“Victimae paschali laudes immolent Christiani.
Agnus redemit oves:
Christus innocens Patri
reconciliavit peccatores”
(traducción: "A la Víctima pascual, ofrezcan los cristianos alabanzas.
El Cordero redimió a las ovejas: Cristo, el inocente, reconcilió a los pecadores con el Padre").
Himno litúrgico del domingo de Pascua de Resurrección.
Celebré misa ayer domingo en la parroquia del pueblo donde vivo y, en el momento de la poscomunión, comenzó a sonar por los altavoces este conocido himno pascual, cantado en gregoriano, en una grabación que había puesto un sacristán. Yo estaba recogido en oración, dando gracias por la comunión recibida, cuando estas antiguas palabras latinas, tantas veces escuchadas, me tocaron el corazón con fuerza. No era solo una música hermosa o un texto solemne; era una confesión de fe cantada sobre la vida, sobre la muerte, sobre la redención de Cristo.
Mientras resonaba el “Agnus redemit oves”, comprendía de nuevo que la Pascua no es una idea ni un recuerdo piadoso, sino un acontecimiento que se celebra realmente en la Eucaristía y que me alcanza hoy también a mí, pobre pecador. El Cordero nos ha redimido; Cristo nos ha reconciliado con el Padre; la verdadera inocencia ofrecida, inmolada, ha sanado la culpa; la muerte ha sido atravesada por la vida.

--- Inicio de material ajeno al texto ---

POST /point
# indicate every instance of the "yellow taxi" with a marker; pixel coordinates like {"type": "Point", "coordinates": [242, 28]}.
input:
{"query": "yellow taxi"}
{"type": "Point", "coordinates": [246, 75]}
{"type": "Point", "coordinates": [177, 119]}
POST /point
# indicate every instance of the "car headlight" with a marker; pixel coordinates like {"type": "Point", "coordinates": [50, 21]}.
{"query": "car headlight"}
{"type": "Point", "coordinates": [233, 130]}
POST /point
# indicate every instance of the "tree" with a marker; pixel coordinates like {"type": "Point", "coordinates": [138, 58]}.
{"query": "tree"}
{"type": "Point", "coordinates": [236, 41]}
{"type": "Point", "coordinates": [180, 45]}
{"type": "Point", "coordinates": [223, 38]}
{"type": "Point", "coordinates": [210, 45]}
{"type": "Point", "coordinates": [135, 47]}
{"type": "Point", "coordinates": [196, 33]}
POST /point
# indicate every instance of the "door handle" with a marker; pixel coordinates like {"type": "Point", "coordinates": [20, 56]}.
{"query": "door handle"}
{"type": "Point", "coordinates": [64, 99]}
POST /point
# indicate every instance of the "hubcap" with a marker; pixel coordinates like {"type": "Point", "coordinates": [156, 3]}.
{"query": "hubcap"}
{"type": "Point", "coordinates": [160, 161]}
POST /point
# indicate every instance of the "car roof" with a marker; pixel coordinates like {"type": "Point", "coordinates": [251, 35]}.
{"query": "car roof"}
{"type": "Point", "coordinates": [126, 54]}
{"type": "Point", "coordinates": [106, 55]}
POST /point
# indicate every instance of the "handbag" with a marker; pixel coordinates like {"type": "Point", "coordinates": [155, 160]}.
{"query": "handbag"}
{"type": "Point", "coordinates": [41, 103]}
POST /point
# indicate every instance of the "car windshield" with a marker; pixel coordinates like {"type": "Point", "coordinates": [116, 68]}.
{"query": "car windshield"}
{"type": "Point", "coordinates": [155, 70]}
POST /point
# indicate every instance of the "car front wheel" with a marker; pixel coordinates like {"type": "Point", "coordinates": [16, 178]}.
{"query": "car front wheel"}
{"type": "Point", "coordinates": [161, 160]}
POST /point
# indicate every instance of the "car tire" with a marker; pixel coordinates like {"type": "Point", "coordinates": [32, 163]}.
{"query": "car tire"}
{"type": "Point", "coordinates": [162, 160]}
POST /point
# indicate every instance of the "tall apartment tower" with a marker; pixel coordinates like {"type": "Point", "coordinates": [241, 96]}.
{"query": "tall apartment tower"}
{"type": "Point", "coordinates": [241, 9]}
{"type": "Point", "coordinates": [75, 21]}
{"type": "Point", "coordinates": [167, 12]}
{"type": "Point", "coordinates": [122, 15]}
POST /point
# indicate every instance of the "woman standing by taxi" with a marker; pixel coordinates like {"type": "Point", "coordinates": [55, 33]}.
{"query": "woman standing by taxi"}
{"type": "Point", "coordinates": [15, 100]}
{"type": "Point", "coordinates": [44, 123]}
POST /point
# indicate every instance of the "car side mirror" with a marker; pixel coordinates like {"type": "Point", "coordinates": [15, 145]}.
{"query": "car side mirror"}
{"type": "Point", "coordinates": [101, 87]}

En aquel instante de silencio orante, después de haber recibido al Señor, todo aparecía condensado con meridiana claridad. Así, no estoy solo, no estoy perdido, no estoy condenado a mis límites. Hay una Vida que ha sido entregada por mí, y una victoria que ya ha comenzado a desplegarse en lo más hondo de la historia y de mi propia historia. Ofrezcamos los cristianos alabanzas continuas y agradecidas.
Oh Jesús Resucitado, Cordero de Dios inmolado y viviente, deja que esta alabanza pascual siga resonando dentro de mí, para que aprenda a vivir reconciliado, agradecido, confiado, sostenido siempre por tu Vida entregada y victoriosa. Amén.